Last Friday, the Clinton campaign, via a group of Congressional surrogates, called for the immediate dismissal of Obama foreign policy advisor Samantha Power for an inappropriate comment she made to the Scotsman newspaper.

As has been widely reported, she called Senator Clinton a “monster” for attacking Senator Obama in an aggressive manner. Since then, in order to insulate a candidate she has been working hard for, Power immediately resigned. While this is obviously a blow to the Obama campaign, we strongly believe it is also a great loss to the foreign policy discussion taking place in this critical election season.

<snip>

Unfortunately, we cannot help but wonder whether the response from the Clinton campaign is driven, at least in part, by Power’s past critique (as an individual, not a campaign adviser) of the Clinton administration’s failures during the Rwanda genocide. In a critically important 2001 article in Atlantic Monthly, she queried President Clinton’s partial apology for his administration’s inaction on Rwanda:

“This implied that the United States had done a good deal but not quite enough. In reality the United States did much more than fail to send troops. It led a successful effort to remove most of the UN peacekeepers who were already in Rwanda. It aggressively worked to block the subsequent authorization of UN reinforcements. It refused to use its technology to jam radio broadcasts that were a crucial instrument in the coordination and perpetuation of the genocide. And even as, on average, 8,000 Rwandans were being butchered each day, U.S. officials shunned the term ‘genocide,’ for fear of being obliged to act. The United States in fact did virtually nothing ‘to try to limit what occurred.’ Indeed, staying out of Rwanda was an explicit U.S. policy objective.”
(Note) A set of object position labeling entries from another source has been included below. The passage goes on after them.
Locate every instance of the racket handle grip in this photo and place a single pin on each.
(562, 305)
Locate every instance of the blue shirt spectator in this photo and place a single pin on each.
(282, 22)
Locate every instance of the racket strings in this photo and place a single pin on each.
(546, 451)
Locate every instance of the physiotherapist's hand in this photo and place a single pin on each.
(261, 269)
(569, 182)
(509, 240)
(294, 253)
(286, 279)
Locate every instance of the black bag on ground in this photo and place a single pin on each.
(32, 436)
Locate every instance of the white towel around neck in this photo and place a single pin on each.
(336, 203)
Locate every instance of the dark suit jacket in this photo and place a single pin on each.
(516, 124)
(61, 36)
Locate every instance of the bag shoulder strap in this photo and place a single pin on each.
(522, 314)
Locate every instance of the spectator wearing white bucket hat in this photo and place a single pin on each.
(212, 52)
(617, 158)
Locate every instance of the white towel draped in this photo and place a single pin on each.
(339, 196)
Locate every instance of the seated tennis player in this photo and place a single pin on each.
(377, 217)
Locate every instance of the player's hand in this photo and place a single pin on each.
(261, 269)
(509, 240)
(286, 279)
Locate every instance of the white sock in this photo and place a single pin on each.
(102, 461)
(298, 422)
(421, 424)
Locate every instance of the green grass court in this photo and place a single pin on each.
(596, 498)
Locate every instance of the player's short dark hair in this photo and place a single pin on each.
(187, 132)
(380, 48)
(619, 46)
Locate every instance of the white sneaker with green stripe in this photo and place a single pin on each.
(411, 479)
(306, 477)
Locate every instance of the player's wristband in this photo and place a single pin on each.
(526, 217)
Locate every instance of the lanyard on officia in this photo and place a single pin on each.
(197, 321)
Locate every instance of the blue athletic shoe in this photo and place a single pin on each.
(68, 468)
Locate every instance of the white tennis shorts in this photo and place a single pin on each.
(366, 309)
Whether this critique motivated the Clinton campaign is impossible to know, and for the record we believe that the Clinton administration did fail in Rwanda, just as the Bush administration is failing on Darfur. What is clear is that the status quo seems to breed inaction in the face of genocidal acts.

http://www.commondreams.org/archive/2008/03/15/7703/

Bystanders to Genocide

by Samantha Power


In March of 1998, on a visit to Rwanda, President Clinton issued what would later be known as the "Clinton apology," which was actually a carefully hedged acknowledgment. He spoke to the crowd assembled on the tarmac at Kigali Airport: "We come here today partly in recognition of the fact that we in the United States and the world community did not do as much as we could have and should have done to try to limit what occurred" in Rwanda.

This implied that the United States had done a good deal but not quite enough. In reality the United States did much more than fail to send troops. It led a successful effort to remove most of the UN peacekeepers who were already in Rwanda. It aggressively worked to block the subsequent authorization of UN reinforcements. It refused to use its technology to jam radio broadcasts that were a crucial instrument in the coordination and perpetuation of the genocide. And even as, on average, 8,000 Rwandans were being butchered each day, U.S. officials shunned the term "genocide," for fear of being obliged to act. The United States in fact did virtually nothing "to try to limit what occurred." Indeed, staying out of Rwanda was an explicit U.S. policy objective.

With the grace of one grown practiced at public remorse, the President gripped the lectern with both hands and looked across the dais at the Rwandan officials and survivors who surrounded him. Making eye contact and shaking his head, he explained, "It may seem strange to you here, especially the many of you who lost members of your family, but all over the world there were people like me sitting in offices, day after day after day, who did not fully appreciate the depth and the speed with which you were being engulfed by this unimaginable terror."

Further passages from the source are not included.